Cessation of non-essential or inappropriate medications (deprescribing) is not the same as withdrawal of treatment or the decision not to initiate curative or potentially life-prolonging treatments.  Deprescribing is the systematic process of identifying and discontinuing drugs (treatments) in instances in which existing or potential harms outweigh existing or potential benefits within the context of an individual’s care goals, current level of functioning, life expectancy, values, and preferences. [2,6,7,10,11]
Any withdrawal of medication or life-sustaining therapy is best done in conjunction with the person and the goals of care with consideration of symptom management and family support. [2,10,12]
Withdrawal of treatment
Currently, there are no guidelines for the withdrawal of treatment. Most evidence is regarding Intensive Care Unit (ICU) decision-making around withdrawal of ventilation and in people who have a critical illness involving the brain, spinal cord or nerves e.g. stroke, brain injuries and brain death. [12,13]
In the absence of guidelines, the decision to withdraw treatment includes consultation between health professionals, the individual and family. [1,2,4] Each situation is managed individually and once decisions are made to withdraw treatment, emotional support is an important part of the process for both the person and the family/carers. [2,4] Discussions of what might happen after withdrawal, including clear descriptions of withdrawal symptoms, need to be discussed. 
Deprescribing aims to reduce polypharmacy (multiple, potentially inappropriate medications) and improve patient outcomes. [2,5-9,11,14] Deprescribing considers whether the existing or potential harms outweigh existing or potential benefits within the context of the person’s care goals, current level of functioning, life-expectancy, values, and preferences. Using a structured process, a clinician plans and supervises the identification and tapering or stopping of medications. [2,6,7,9] There is evidence that deprescribing improves medication appropriateness but there little evidence that it improves health outcomes [5,7] or quality of life [6,7] in older people. Deprescribing of inappropriate medications in older patients with life-limiting illness and limited life expectancy is complex and challenging. 
One important barrier to deprescribing is the limited time available for GPs and other healthcare professionals to discuss goals of care and to closely monitor patients after treatment discontinuation. 
STOPPFrail (Screening Tool of Older Persons Prescriptions in Frail adults with limited life expectancy) provides a list of indicators of potentially inappropriate prescribing that has been designed to assist physicians with stopping such medications in older patients (≥65 years) who meet established criteria.  This tool has shown consistent results across GPs, geriatricians and palliative care physicians caring for frail older people and those with limited life expectancy. 
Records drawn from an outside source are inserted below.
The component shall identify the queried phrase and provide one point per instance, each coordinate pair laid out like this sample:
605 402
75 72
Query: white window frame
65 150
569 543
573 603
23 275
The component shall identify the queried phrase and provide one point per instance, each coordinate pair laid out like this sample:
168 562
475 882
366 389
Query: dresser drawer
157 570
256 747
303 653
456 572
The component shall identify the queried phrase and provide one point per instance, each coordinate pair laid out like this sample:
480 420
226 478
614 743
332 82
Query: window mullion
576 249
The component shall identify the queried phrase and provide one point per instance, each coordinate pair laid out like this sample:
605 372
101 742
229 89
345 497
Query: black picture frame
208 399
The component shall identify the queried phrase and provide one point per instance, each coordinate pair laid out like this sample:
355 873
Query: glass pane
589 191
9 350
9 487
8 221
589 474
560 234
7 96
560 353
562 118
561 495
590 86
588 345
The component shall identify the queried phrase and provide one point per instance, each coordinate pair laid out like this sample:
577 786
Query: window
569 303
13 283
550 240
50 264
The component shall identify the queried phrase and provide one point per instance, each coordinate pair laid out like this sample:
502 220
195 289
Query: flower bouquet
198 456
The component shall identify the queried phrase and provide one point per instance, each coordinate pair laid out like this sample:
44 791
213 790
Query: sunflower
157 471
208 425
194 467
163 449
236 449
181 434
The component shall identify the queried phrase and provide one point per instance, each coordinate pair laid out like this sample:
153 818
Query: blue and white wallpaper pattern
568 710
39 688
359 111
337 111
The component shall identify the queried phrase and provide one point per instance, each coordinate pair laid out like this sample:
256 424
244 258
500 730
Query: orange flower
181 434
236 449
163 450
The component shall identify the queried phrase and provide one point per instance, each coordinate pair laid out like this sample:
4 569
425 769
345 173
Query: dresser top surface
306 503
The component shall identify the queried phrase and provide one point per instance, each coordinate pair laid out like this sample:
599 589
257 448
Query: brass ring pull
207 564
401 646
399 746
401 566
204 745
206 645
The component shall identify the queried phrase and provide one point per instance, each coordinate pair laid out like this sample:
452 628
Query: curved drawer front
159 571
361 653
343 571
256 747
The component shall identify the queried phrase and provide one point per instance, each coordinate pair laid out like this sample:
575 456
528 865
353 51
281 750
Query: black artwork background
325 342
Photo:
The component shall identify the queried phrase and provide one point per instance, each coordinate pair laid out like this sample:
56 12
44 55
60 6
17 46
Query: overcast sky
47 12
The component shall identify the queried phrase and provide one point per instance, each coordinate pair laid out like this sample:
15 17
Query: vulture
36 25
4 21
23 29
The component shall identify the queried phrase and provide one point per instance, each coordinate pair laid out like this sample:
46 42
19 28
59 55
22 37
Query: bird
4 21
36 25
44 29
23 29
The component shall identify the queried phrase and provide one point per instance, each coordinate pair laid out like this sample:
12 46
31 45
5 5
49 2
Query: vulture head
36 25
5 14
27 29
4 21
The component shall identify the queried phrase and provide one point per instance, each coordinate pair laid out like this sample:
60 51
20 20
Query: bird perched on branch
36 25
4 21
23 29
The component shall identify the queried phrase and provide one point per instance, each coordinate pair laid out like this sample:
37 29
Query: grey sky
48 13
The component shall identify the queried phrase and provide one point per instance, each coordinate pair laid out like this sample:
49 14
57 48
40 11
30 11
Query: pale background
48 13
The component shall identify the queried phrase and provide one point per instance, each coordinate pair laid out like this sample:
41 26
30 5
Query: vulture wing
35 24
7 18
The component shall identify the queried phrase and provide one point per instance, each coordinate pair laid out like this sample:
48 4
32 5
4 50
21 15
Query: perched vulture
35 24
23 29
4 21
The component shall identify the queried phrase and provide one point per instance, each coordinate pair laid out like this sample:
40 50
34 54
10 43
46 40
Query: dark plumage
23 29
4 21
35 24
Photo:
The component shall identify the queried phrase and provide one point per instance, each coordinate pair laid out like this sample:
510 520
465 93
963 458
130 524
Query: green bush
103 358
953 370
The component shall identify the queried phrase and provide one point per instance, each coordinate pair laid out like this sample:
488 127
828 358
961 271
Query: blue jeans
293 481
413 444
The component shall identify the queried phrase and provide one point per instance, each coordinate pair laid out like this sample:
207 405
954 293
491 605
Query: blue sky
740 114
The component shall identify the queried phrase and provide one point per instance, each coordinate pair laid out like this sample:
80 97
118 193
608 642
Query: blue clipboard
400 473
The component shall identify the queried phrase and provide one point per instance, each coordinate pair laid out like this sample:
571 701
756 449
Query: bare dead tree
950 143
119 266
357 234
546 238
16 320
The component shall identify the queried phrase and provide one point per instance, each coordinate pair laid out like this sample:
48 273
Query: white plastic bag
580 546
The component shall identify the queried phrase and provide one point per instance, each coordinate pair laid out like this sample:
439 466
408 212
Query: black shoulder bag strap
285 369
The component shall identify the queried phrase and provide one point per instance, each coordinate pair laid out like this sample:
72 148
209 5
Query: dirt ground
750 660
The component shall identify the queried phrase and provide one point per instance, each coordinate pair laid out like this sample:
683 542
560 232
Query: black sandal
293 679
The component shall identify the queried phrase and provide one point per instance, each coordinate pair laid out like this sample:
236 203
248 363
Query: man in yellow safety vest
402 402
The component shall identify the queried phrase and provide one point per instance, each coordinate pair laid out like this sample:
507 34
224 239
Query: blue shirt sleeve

There were no articles within this search regarding the withholding of nutrition/fluids which indicate a gap in current research.
Most of the systematic reviews were adequate with two that were high quality. [1,13] In the absence of guidelines, clear and simple communication and psychosocial support before any decisions are made regarding withdrawal of treatment or medications are key points in all the review discussions.